Pas de retour en arrière. Alors que la pétition contre la loi Duplomb approchera dimanche un million de signatures, ouvrant la porte à un débat parlementaire, la présidente de l’Assemblée nationale, Yaël Braun-Pivet, a averti que l’organisation d’un tel débat, qu’elle encourage, ne permettra en aucun cas de revenir sur la loi votée, rapporte TopTribune.
Un débat dès la rentrée ?
« Bien sûr, on ne peut que constater les chiffres qui montrent qu’une partie des Français souhaite débattre », a déclaré Yaël Braun-Pivet lors d’une interview à France Info. Elle a ajouté que la possibilité d’organiser un débat dès la rentrée parlementaire serait envisagée. Ce sujet sera abordé lors de la Conférence des présidents, où elle a clairement exprimé sa volonté de débattre.

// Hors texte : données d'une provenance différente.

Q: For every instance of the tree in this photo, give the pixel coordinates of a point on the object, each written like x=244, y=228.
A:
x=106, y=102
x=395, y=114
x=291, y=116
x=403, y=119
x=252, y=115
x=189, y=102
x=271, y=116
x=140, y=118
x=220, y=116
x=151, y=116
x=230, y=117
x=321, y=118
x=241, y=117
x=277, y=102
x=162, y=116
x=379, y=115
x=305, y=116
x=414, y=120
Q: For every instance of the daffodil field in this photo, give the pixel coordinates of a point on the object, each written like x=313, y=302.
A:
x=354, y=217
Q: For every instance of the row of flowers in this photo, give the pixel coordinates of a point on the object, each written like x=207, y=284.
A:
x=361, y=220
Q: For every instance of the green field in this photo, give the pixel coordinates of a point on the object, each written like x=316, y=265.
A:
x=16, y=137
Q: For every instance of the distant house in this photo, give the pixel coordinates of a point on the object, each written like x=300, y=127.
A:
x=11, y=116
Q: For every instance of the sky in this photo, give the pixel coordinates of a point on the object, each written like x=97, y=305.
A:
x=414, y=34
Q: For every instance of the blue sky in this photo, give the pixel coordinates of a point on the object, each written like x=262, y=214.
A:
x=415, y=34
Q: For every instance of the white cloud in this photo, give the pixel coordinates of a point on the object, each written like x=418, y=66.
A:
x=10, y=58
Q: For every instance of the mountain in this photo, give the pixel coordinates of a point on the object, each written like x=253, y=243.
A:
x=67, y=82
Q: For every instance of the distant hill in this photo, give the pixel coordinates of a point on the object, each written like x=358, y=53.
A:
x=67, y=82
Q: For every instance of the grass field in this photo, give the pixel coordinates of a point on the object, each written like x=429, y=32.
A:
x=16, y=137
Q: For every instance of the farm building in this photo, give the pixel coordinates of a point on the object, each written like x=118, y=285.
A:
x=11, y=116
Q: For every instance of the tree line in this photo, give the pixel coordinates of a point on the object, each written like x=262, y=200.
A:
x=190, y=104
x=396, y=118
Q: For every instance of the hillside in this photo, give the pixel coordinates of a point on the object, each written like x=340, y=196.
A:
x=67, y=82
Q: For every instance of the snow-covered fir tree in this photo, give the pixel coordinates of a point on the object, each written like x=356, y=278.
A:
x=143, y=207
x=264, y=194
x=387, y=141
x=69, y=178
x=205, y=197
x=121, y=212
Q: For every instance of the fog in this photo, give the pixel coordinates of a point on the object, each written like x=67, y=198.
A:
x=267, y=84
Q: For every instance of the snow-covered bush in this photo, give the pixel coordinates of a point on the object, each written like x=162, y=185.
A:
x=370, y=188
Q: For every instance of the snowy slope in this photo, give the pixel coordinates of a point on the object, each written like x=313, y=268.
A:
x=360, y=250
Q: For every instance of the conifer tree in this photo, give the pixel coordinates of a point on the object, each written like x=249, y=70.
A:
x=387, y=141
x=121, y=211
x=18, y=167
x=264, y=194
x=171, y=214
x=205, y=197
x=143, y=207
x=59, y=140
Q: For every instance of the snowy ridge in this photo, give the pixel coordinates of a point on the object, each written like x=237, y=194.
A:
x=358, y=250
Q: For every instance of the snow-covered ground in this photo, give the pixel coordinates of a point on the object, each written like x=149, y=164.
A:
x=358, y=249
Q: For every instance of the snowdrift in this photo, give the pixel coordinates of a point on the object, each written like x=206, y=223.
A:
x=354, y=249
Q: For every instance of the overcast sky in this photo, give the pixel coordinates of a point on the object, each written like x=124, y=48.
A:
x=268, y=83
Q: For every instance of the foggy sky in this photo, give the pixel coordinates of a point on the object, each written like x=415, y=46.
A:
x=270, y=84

Laurent Duplomb, sénateur LR de la Haute-Loire et agriculteur, n’est pas enthousiasmé par cette perspective. Il a exprimé son agacement en soulignant qu’un débat organisé à l’Assemblée nationale serait redondant, puisqu’il ne ferait que répéter ce qui a déjà été discuté pendant six mois, selon ses dires à France Info.
Pas de retour sur la loi
Avec plus de 500.000 signatures recueillies pour la pétition, à condition qu’elles proviennent d’au moins 30 départements ou collectivités d’outre-mer, la Conférence des présidents de l’Assemblée nationale peut décider d’organiser une séance publique. La pétition lancée le 10 juillet par une étudiante, Eléonore Pattery, a largement dépassé ce seuil, frôlant les 900.000 signatures au moment où nous parlons. C’est une première historique : aucune pétition n’a jamais été débattue dans l’hémicycle depuis le début de la Ve République.
Cependant, il est crucial de noter que même si un débat a lieu, cela ne permettra pas de réexaminer la loi dans son ensemble, ni de l’abroger. La présidente de l’Assemblée nationale a affirmé que le débat n’influera en aucun cas sur la loi adoptée, qu’elle considère comme essentielle pour soutenir nos agriculteurs. En outre, elle a ajouté que c’est désormais au Conseil constitutionnel de s’exprimer sur la loi et sa conformité.
Adoptée le 8 juillet, la loi Duplomb inclut notamment la réintroduction sous conditions de l’acétamipride, un pesticide de la famille des néonicotinoïdes, dont l’utilisation a été prohibée en France mais qui est encore permis dans d’autres pays européens.